5.  Emerging factors contribute to costs.   e-Discovery can expand our overall costs because because backups must be retained indefinitely.   The  "digital footprint"  of patient data is changing.  Text only is manageable, but the imaging/diagnostic components are ever growing, both in number and in size.

Yes, costs add up over time for large patient populations, but the cost of storing text data is so minimal that we have not deleted a single datum from the electronic health record since I became CIO in 1997 and we have no plans to do so!



6 comments:

Gil Press said...

Great analysis. You may want to mention the opportunity cost: In 1996, digital storage became more cost-effective for storing data than paper (Morris and Truskowski, IBM Systems Journal, Vol. 42, No. 2, 2003).

肖重庆 said...

Dr. Halamka:

Great posts as alwasy.

One question I have is what is your strategy to decide what kind of structured clinical data can be deleted after 15 years safely without impact patient care.

It is easy to delete unstructured data based on age criteria but I don't think that works well for structured data for two reasons.

1) Strucutred data are normally linked together.
2) Certain types of clinical data (for example, medication or results) might never be purged for patient care reason.

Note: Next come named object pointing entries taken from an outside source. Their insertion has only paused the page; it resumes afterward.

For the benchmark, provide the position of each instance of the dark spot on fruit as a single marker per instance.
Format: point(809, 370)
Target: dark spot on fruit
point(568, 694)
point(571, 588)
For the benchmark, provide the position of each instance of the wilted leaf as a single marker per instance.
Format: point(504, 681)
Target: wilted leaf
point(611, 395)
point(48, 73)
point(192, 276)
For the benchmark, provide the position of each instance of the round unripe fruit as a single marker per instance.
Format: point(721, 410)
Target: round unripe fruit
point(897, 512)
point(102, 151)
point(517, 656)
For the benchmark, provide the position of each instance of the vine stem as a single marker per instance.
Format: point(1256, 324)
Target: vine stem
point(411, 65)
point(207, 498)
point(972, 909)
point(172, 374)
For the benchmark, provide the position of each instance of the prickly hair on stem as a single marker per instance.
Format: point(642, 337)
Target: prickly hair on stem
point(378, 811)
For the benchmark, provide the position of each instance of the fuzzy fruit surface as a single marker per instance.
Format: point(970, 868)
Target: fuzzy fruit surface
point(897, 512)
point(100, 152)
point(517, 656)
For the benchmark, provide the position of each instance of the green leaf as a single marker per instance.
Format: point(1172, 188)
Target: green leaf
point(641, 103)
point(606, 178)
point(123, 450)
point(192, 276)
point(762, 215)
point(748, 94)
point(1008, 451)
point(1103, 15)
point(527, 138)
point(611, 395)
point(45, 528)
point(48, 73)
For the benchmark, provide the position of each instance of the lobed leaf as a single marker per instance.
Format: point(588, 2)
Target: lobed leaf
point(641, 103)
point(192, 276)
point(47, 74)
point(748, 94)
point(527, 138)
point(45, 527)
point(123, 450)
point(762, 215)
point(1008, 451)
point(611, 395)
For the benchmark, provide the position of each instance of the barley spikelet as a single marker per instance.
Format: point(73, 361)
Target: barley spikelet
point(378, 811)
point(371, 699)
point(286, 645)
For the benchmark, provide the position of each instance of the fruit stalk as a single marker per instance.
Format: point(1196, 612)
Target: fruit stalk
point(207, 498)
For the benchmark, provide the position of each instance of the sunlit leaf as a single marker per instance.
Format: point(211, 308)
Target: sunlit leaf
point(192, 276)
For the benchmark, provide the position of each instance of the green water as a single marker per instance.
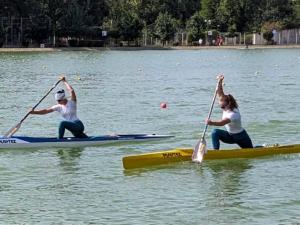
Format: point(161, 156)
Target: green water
point(120, 92)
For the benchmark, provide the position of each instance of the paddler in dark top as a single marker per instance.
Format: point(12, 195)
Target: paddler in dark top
point(68, 110)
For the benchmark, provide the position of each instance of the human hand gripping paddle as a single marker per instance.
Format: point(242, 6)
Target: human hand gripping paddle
point(200, 148)
point(14, 129)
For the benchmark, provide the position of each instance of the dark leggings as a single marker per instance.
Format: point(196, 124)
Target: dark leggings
point(242, 138)
point(75, 127)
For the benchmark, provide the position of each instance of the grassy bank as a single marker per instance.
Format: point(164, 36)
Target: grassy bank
point(147, 48)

Just wonder what is your take on that.

Thanks
Chong

For example,

Niranjan Sharma said...

Dr. Halamka,

This is great analysis on the subject of important consideration when we design Healthcare Delivery Management Systems and choose storage technologies. Interesting enough the PHI size and Growth rates pose less of a concerns then serving that data to the use on Sub Second scale hence Cost is more for serving this data to user then managing this data for later use.

I am new reader of your blog and started following on every day now :)

Great service of yours for all of us in healthcare space in general.

Thanks.

Niranjan.

rjag2034 said...

I'm not sure I understand what your cost calculation covers. Does it cover the cost of future migration to new OS's, hardware replacement of aging infrastructure, hardware to read the data and replacement, software costs and licensing to read the data, cost of indexing, cost of retrieval, security, retention planning, cost of future legal requirements etc.

Anyone can store a gigabyte of data, but the secret is to manage it, ensure compliance and access for the life of the record which in this case is usually longer than the life of the patient.

lmoisan said...

What percentage of the total space, the audit trails represent ?

R. Hal said...

Like in The Sixth Sense, when I look back in our EHR 10 years, "I see dead people." whom I can't make go away. The reality is that many vendors don't yet support purge strategies for aged, deceased, and inactive data/patients. It remains unclear to me when the business force will push R&D dollars this way, though something will eventually have to give.